プロスポーツクラブを持つだけではなく、スタジアムと街を作る。そして、スタジアムとアリーナ、商業施設を複合的に連携させる、2018年に始動した次世代のスタジアムのあり方を具現化する長崎スタジアムシティプロジェクトは、社員も半信半疑のなかでのスタートだった。しかし、基本設計を進める過程で議論を深めるうち、目指すものは次第に明確なものとして共有されてきた。
総工費700億の巨大プロジェクト
18年度末、長崎県長崎市幸町を拠点にしていた三菱重工長崎造船所幸町工場が閉鎖。三菱重工は長崎を盛り上げる新たな街づくりとして再開発する方針を固め、そのコンセプトに手を挙げたのが長崎県佐世保市に本社を置き、通販事業を展開してきたジャパネットホールディングスだった。

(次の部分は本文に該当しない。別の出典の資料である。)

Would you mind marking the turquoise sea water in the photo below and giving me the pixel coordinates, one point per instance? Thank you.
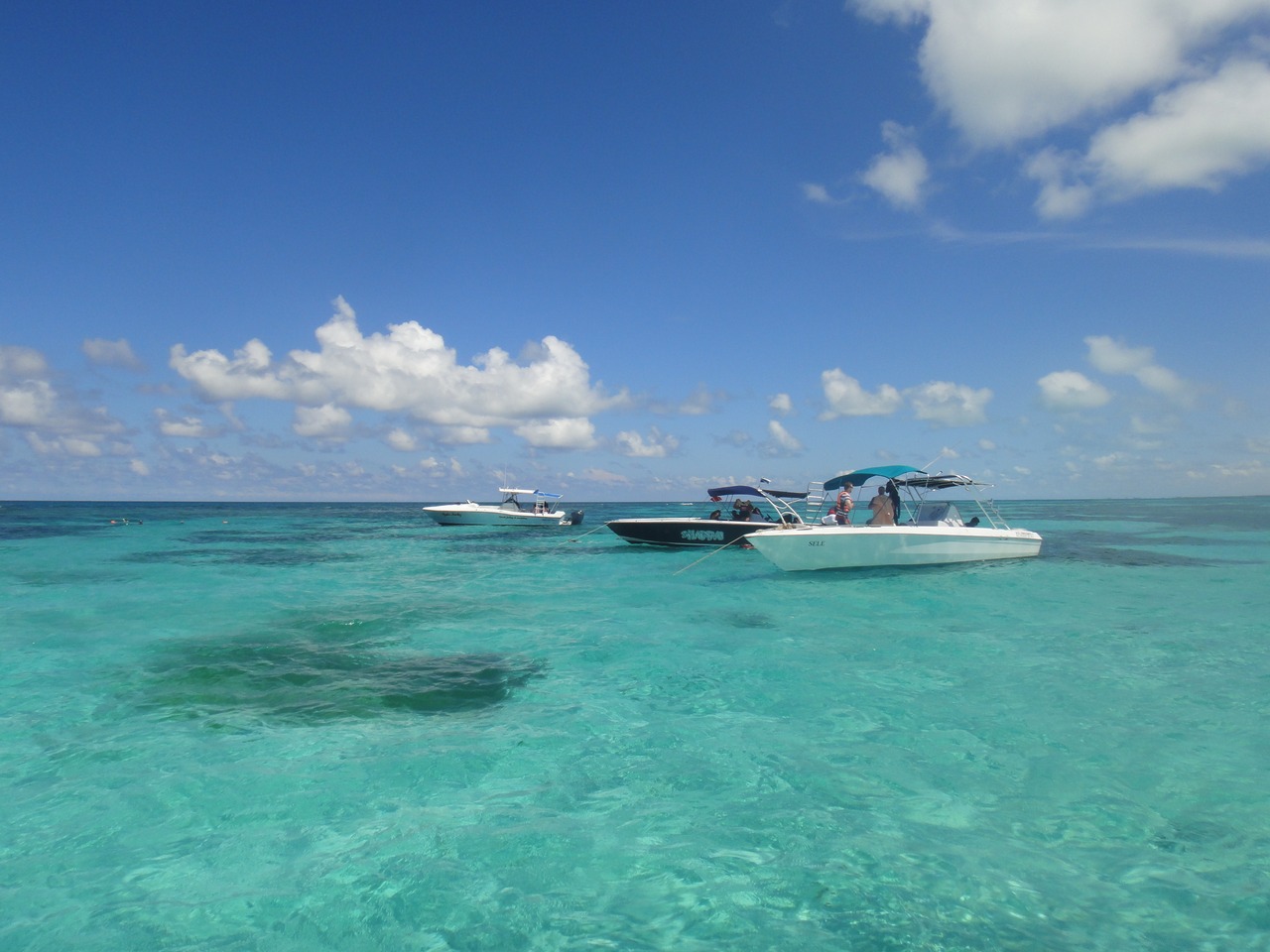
(343, 728)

ジャパネットホールディングスは17年に経営赤字が続いていたV・ファーレン長崎を100%小会社化。クラブを立て直し地元に元気を与えるという命題に立ち向かうストーリーは24年完成に向けて動き出した、長崎スタジアムシティプロジェクトとして新展開を迎える。
19年にはスポーツ地域創生事業を担うリージョナルクリエーション長崎を設立。社長にはジャパネットホールディングス代表取締役社長でCEOの高田旭人が兼務で就任。取締役は佐世保出身の岩下英樹。「想像の域を何倍も超えたスケールの取り組みに最初は驚きました」と語る岩下は「でも、自分が育った長崎の街のことを考えてみると、とてもしっくりくるものがありました」と続ける。
根底に流れる、純粋な思い
スタジアムができるきっかけは課題解決があってこそ。スポーツ大国の米国での多くの事例を考えると、そこには貧困、土地開発、そしてチームを引き留める“目的”が見え隠れする場合が多い。だがこの長崎に生まれるスタジアムシティプロジェクトの根底には、もっと純粋な思いがあると岩下はいう。

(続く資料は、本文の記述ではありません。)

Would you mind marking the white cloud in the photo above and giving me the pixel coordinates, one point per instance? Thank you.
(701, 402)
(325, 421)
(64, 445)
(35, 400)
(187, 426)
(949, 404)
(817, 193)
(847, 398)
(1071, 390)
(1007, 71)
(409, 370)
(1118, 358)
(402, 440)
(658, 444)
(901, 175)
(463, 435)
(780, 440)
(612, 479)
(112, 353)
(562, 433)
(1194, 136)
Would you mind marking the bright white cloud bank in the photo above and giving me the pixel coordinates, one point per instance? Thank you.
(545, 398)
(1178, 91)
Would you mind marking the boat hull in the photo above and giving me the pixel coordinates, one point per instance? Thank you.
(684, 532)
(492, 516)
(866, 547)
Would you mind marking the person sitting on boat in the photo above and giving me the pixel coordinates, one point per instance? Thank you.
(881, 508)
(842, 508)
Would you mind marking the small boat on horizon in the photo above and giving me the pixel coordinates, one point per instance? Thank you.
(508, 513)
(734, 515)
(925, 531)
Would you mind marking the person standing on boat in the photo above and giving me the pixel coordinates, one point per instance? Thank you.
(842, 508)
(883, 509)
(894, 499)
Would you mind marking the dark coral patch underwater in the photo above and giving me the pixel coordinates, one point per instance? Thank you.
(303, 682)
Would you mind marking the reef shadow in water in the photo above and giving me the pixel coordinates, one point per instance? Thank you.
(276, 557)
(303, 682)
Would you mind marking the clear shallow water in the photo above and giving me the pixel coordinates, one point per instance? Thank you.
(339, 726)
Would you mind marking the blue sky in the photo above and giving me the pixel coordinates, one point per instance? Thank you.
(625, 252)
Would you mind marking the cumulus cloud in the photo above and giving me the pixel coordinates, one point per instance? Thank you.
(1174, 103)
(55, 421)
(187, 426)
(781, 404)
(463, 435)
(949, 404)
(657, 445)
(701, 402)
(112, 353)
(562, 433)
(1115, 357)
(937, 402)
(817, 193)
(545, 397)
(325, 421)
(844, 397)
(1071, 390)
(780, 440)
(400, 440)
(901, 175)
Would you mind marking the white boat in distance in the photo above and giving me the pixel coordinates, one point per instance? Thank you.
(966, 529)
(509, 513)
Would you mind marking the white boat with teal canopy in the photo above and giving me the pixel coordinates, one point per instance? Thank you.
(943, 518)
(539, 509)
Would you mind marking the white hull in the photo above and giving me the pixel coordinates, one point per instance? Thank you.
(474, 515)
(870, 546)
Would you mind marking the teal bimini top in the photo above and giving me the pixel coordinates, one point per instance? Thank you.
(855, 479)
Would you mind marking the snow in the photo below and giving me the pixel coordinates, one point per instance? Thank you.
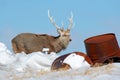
(36, 66)
(76, 61)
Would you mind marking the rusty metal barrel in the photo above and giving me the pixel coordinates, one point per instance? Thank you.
(102, 47)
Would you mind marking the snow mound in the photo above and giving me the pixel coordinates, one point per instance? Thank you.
(21, 61)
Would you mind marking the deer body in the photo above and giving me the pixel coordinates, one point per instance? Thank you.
(29, 42)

「ジャパネットたかたは、通販事業の中で良いものを見つけて徹底的に磨き上げ、さらに良くして世の中の人に伝えてきた。この視点に立ち返るなら、モノだけでなく街や地方にも磨かれていない部分、そして伝わっていない部分はまだまだある。スタジアムシティプロジェクトは長崎を磨き上げるものなのです」
スポーツ、スタジアム作り、地域創生に関しても素人同然のスタート。国内視察だけでなく、社員研修旅行でトッテナムの新スタジアムの視察も敢行。稲佐山公園の指定管理を得て、地域創生の取り組みも行っている。初経験の設計や施工はJLLグループなど数社のプロとともに取り組む。だが“長崎らしさ”のアイデアを提供するのはリージョナルクリエーション長崎の役割だ。実際にそのスタジアムを使用するV・ファーレン長崎の社長を務める高田春奈は「プロスポーツクラブが地方にある意義」を強く訴える。